Marinero de Pesca
Salió
de pesca como cualquier día a la atardecida, era su trabajo, era el pan de cada
día.
La
noche iluminaba las aguas por el reflejo que recibían
y se quedó mirando los dibujos que en el
agua hacía la luna llena.
Llevaba años saliendo a la mar y no lo
observaba nunca,
excepto, para contemplar si había bandadas de
peces
bajo la barca, o en
las cercanías dónde echar las redes.
Años tras años, y más, y otro día. Se quedó
pensando…
Cuando
fue su primera vez…era un mozuelo apenas;
se lo llevó su abuelo y más tarde lo hizo su
padre.
Tiempo después se llevó a su hijo a faenar
las aguas, frías,
profundas. El
muchacho llevaba miedo, él lo observaba
pero se hizo fuerte, la situación mandaba;
suya sería la barca
pasando unos años,
cruel trabajo, cruel la vida.
Le
nacerían nietos que, si ésta aguantaba la heredarían
de lo contrario, tal
vez comprarían otra endeudándose,
ganaban apenas para la subsistencia diaria.
No le
gustaba lo que estaba pensando, no era vida para su nieto.
Para
su Miguelillo quería otra cosa. No la mar esclava, la mar bravía.
Catorce veces había sobrevivido cuando se veía
ya muerto
en las aguas temibles, oscuras, profundas, . No
eran malas, no.
Ellas
a lo suyo, eran los hombres quienes las invadían
con decisión y sin discernir si bueno era o
malo,
solo sabían de ganarse la vida, no pensaban,
surcaban el mar
cual los labradores
hacían con la tierra, siempre buscando el jornal.
Mariano ese día, estaba tan distraído…de un
banco de sardinas no se apercibió
y lo dejó pasar a pesar del aviso de Antonio que se lo advirtió por telefonía.
Lo veía raro, lo
creyó enfermo y ya, preocupado de él, no buscaba distancia
sino cercanía, su amigo, había de protegerlo,
los pescadores así lo hacían.
Mariano, pasmado en la borda miraba el agua,
ni se movía.
Se había metido tan dentro de él que no había
barca, ni peces, ni agua,
solo la luna que
relucía. Miró a lo alto. La primera vez que la contemplaba
después de tantos años;
le parecía que había salido esa noche por vez primera
y, extasiado, permanecía
quieto, casi soñando que la veía mientras la miraba, muy fijo.
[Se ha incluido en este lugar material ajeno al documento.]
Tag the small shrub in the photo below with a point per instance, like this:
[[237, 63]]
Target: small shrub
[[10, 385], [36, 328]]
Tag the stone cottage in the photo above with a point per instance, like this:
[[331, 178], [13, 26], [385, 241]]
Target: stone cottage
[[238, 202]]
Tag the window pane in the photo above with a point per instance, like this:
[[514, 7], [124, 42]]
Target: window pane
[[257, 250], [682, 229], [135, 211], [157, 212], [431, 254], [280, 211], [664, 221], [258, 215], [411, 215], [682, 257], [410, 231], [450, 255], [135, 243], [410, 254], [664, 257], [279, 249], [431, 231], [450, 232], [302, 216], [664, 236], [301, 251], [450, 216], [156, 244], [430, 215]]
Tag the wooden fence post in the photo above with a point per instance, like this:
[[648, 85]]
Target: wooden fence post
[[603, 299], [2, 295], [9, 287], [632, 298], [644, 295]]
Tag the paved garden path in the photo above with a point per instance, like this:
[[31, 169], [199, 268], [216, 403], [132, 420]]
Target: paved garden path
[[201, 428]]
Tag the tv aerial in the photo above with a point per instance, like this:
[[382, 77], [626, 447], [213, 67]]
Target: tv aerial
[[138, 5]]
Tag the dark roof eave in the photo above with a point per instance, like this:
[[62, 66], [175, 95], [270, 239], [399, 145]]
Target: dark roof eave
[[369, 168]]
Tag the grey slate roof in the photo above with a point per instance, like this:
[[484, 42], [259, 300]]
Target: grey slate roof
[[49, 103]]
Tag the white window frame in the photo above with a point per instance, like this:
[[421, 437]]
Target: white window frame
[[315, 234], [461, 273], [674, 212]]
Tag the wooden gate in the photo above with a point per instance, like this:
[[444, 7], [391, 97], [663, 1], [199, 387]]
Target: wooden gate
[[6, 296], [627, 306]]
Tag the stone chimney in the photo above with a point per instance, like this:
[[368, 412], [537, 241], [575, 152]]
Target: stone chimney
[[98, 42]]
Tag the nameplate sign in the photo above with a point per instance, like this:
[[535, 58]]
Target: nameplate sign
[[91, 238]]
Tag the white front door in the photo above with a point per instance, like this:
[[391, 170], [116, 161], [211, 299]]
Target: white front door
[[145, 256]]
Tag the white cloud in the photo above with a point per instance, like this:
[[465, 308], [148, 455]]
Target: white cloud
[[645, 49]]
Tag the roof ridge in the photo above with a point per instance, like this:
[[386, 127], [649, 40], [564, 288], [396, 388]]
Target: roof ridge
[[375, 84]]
Bajó la mirada al agua al rato, largo, muy
largo. Qué bellos destellos había en ella.
Esa noche al regresar no volvería con peces,
eso lo había hecho muchas veces.
Esa noche le pescaría un fulgor de esos tan
deslumbrantes a su mujer querida.
Tantos años juntos y nunca le había llevado
nada especial, tan buena, tan dulce…
Se
tiró al agua en su delirio. Capturó el resplandor más bello. A ella jamás le
llegó.
No hallaron su cuerpo. Todos lloraban. Miguelillo, nunca surcó las aguas.